Ce petit tableau acheté au Salon des Antiquaires de Bastille à Paris est très éloigné des grandes compositions officielles. Il s’agit peut-être d’une étude ou d’une œuvre plus intime.

Élegante à la yole par Lomerre

Cette petite toile représente une jeune femme ramant sur une yole de promenade. La composition est inhabituelle : le châssis est de format rectangulaire, de 33 cm de haut sur 26 de large. Le cadrage est resserré et tronque les avirons dont les pelles se trouvent hors champ. Il en résulte une impression étrange de mouvement, la yole s’apprête à sortir de la toile en passant devant le chevalet du peintre placé légèrement plus haut que la surface de la rivière. Cela permet d’observer les différentes pièces en bois du canot.
Mais après un temps d’observation, le modèle semble plus simplement posé, et suggère simplement l’action de ramer. Cette jeune élégante vêtue d’une toilette de ville dont la taille si fine est enserrée par un corset ne peut peut-être pas fournir l’effort nécessaire au maniement des rames.
Cette scène a peut-être été peinte au Vésinet où le peintre choisit d’y installer son atelier en 1884 et y amène ses modèles. Il quitte définitivement son hôtel particulier parisien pour y vivre avec sa famille jusqu’à sa disparition en 1916. De 1904 à 1908, il fut conseiller municipal du Vésinet. 

Charles Camoin 1879-1965
Scène de canotage à Chatou devant le pont du chemin de fer vers 1930

Charles Camoin est né à Marseille. C’est à Paris dans l’atelier de Gustave Moreau en 1897 que Camoin rencontre les futurs peintres fauves.
Bonnard, Matisse et Marquet sont ses amis. Il eut la chance de rencontrer Cézanne et de profiter des réflexions du vieux maître provençal. S’il participe à l’aventure du scandale de la Cage aux Fauves au Salon d’Automne en 1905, c’est bien malgré lui et déclara : «Si j’ai été fauve, c’est parce qu’il se trouvait que je peignais de cette façon-là, que j’avais pour la couleur le même amour exclusif que pour mes amis. Mais je ne me suis jamais préoccupé de théories et de principes. J’étais fauve sans le faire exprès… je me laisse guider par mon instinct. Je peins comme l’oiseau fait son nid». Pour le critique admiratif Louis Vauxcelles, Camoin n’est pas un Fauve, mais bien une “fauvette”.

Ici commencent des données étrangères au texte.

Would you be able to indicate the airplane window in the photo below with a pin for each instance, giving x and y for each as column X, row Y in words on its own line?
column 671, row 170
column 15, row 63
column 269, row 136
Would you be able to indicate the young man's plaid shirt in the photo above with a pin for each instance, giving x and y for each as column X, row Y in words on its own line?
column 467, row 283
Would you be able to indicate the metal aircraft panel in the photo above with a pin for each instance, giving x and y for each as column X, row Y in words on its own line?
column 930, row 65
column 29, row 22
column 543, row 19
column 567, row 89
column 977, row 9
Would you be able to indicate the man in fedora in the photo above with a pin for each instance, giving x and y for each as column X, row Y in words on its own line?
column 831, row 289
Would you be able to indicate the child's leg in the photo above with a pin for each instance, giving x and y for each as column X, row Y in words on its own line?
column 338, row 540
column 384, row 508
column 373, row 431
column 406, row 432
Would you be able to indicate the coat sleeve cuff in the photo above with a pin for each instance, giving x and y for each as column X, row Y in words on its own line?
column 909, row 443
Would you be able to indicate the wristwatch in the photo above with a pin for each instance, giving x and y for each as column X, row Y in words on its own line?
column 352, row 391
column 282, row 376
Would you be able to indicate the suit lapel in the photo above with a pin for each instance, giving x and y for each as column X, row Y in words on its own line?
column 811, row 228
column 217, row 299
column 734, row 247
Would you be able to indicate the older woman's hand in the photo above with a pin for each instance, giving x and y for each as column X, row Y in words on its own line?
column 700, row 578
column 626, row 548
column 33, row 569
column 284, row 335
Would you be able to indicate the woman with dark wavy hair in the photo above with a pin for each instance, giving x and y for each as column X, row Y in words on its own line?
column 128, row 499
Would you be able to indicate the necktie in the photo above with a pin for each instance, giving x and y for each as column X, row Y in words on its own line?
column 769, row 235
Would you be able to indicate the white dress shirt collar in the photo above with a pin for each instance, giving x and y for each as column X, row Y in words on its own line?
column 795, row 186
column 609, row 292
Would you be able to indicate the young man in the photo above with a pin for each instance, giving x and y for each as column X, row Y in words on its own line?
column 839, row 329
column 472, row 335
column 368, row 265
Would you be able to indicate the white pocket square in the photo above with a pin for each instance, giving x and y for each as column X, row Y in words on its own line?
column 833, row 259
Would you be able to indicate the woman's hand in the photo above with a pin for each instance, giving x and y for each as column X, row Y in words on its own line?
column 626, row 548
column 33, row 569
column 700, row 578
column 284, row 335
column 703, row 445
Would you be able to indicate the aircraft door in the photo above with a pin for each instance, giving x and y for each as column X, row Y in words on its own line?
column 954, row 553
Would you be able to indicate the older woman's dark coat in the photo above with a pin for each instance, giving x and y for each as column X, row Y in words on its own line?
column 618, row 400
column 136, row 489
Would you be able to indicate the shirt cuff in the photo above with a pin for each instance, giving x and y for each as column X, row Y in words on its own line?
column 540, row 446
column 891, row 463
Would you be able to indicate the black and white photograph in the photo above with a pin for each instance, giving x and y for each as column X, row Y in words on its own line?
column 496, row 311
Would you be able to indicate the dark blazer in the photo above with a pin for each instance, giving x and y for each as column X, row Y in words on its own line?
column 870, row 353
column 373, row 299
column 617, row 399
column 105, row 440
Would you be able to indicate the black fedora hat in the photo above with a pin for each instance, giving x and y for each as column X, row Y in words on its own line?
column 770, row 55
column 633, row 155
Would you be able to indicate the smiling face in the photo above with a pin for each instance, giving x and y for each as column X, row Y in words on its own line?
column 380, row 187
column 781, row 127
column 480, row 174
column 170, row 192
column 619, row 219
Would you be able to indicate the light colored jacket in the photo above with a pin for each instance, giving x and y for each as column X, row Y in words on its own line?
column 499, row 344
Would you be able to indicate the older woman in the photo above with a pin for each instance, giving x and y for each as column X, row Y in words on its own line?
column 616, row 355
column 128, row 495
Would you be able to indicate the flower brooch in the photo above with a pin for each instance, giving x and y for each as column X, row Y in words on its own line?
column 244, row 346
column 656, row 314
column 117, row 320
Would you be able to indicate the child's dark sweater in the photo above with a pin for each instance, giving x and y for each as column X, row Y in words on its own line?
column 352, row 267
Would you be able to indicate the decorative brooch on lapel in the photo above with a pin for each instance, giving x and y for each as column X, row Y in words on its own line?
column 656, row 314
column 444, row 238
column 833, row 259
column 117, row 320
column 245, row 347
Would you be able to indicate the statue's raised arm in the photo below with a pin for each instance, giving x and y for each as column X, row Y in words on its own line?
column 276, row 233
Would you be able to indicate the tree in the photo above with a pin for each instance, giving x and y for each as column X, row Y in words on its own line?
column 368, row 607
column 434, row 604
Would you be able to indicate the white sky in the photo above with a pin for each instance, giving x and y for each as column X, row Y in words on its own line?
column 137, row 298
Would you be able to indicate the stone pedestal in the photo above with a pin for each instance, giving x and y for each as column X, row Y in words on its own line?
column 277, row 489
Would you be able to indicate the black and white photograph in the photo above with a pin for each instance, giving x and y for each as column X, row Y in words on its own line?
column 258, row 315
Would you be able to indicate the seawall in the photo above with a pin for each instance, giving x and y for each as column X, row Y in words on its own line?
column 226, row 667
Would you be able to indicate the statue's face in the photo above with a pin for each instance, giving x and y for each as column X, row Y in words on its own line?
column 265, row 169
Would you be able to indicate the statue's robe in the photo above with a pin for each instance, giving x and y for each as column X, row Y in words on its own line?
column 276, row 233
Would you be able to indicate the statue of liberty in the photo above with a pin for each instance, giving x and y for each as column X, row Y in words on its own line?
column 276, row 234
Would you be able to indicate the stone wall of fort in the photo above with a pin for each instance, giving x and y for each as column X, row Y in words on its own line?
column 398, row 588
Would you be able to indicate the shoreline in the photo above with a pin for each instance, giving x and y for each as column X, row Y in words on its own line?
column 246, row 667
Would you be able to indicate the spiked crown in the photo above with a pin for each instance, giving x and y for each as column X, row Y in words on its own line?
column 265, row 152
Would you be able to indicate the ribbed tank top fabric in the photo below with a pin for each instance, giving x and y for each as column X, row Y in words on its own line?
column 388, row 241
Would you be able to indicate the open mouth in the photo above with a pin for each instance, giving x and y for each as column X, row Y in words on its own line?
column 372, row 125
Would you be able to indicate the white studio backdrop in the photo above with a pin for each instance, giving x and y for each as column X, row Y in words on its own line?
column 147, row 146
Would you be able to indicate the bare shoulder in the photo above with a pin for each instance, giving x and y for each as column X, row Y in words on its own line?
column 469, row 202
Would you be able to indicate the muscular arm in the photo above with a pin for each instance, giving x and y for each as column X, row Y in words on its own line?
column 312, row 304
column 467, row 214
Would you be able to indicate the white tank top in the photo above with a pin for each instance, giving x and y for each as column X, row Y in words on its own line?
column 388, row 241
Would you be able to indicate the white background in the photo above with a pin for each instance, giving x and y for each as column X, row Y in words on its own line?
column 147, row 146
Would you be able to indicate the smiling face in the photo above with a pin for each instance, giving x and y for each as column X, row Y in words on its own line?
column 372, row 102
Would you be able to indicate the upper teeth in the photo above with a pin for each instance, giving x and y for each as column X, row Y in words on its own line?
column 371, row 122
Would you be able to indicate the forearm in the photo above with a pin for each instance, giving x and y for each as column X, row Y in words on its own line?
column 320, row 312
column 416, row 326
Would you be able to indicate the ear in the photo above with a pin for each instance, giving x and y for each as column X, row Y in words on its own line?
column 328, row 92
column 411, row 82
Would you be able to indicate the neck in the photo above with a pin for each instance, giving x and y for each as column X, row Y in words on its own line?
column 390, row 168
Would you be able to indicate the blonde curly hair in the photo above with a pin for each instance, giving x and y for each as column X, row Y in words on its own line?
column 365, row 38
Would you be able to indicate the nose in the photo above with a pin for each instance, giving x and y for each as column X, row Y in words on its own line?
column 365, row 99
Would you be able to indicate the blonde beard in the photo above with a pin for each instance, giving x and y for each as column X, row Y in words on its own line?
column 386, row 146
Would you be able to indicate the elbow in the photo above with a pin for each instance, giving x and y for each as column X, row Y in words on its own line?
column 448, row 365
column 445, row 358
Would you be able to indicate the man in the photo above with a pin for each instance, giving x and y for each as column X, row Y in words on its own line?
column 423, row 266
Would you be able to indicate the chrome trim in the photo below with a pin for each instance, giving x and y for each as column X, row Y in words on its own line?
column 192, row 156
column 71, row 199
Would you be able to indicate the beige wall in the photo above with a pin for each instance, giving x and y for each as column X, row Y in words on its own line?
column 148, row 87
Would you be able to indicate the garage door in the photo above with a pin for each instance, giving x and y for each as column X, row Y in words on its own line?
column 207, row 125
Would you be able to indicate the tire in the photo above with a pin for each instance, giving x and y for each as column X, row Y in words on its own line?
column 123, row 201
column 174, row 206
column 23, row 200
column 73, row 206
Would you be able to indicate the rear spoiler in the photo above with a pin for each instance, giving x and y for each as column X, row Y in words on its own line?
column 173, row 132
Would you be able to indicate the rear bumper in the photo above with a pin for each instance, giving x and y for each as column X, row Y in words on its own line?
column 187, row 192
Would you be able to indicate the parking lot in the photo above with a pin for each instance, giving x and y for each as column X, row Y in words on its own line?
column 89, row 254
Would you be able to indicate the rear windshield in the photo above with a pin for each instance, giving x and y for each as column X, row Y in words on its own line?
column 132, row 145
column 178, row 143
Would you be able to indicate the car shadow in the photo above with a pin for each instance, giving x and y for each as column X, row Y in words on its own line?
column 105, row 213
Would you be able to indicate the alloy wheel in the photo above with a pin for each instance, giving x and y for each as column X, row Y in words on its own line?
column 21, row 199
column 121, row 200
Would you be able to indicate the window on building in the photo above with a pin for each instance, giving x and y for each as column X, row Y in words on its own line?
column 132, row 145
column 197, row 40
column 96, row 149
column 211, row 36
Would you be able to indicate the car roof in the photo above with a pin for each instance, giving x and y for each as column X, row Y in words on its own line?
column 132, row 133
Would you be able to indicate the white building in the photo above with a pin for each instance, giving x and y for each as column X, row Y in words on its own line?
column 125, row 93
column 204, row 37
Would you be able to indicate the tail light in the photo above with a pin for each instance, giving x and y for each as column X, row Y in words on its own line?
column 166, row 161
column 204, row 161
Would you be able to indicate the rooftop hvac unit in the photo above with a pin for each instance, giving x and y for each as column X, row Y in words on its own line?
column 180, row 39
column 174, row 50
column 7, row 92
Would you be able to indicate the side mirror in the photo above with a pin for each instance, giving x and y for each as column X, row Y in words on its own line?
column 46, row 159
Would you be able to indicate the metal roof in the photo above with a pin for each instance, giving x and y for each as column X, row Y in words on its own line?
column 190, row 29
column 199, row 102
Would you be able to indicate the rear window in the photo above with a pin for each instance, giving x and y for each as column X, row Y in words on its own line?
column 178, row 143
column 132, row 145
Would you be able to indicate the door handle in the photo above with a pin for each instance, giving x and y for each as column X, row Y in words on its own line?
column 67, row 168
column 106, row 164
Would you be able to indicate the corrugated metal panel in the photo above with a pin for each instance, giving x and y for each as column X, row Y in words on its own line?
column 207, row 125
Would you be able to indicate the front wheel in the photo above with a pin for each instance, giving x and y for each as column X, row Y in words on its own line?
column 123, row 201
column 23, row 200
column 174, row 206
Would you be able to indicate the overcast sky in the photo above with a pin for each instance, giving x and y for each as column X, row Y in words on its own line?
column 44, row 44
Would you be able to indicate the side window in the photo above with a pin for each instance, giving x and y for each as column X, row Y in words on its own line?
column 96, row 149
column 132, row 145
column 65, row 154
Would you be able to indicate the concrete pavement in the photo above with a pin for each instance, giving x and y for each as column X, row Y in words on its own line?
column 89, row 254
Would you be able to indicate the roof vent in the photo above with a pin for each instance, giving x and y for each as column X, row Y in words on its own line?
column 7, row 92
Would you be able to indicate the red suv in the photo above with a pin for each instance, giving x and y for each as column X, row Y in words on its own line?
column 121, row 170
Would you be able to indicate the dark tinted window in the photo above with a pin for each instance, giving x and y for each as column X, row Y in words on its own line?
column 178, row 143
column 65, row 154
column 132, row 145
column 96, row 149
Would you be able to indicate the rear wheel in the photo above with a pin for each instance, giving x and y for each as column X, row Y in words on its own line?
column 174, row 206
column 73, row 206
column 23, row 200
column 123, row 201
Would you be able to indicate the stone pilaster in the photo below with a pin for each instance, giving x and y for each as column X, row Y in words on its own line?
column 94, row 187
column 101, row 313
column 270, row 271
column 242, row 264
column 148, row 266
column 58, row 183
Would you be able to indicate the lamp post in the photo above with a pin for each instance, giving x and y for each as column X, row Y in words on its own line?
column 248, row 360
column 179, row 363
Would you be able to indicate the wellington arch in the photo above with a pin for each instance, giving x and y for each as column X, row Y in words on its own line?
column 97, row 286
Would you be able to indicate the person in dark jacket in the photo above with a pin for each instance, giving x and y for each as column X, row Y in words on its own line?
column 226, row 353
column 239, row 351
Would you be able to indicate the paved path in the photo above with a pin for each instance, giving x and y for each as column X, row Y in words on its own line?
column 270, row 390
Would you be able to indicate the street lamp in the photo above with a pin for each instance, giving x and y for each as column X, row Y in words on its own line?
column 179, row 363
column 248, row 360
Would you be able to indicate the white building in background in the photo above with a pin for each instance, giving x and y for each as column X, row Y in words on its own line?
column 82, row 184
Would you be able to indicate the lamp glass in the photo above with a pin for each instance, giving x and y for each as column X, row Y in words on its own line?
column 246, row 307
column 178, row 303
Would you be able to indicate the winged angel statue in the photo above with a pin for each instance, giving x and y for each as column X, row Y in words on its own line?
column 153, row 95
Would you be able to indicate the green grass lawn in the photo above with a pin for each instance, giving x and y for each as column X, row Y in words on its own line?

La peinture de Camoin est douce, calme et nuancée. Le peintre nourrissait une grande admiration pour les impressionnistes, même s’il peignait régulièrement dans le midi.
En se rendant à Chatou pour planter son chevalet sur l’île en direction du Pont de Chemin de fer, Camoin suivait les traces de Pierre-Auguste Renoir et des deux fauves de Chatou.

Son art est une passerelle entre la délicatesse lumineuse de Renoir et son goût pour une palette plus rehaussée dans les tons. 
Cette toile acquise à la salle des ventes de Lille affirme l’attachement du peintre qui venant à Chatou, s’installe sur les rives de la Seine et à poursuivre une tradition bien ancrée depuis un siècle : peinture et canotage.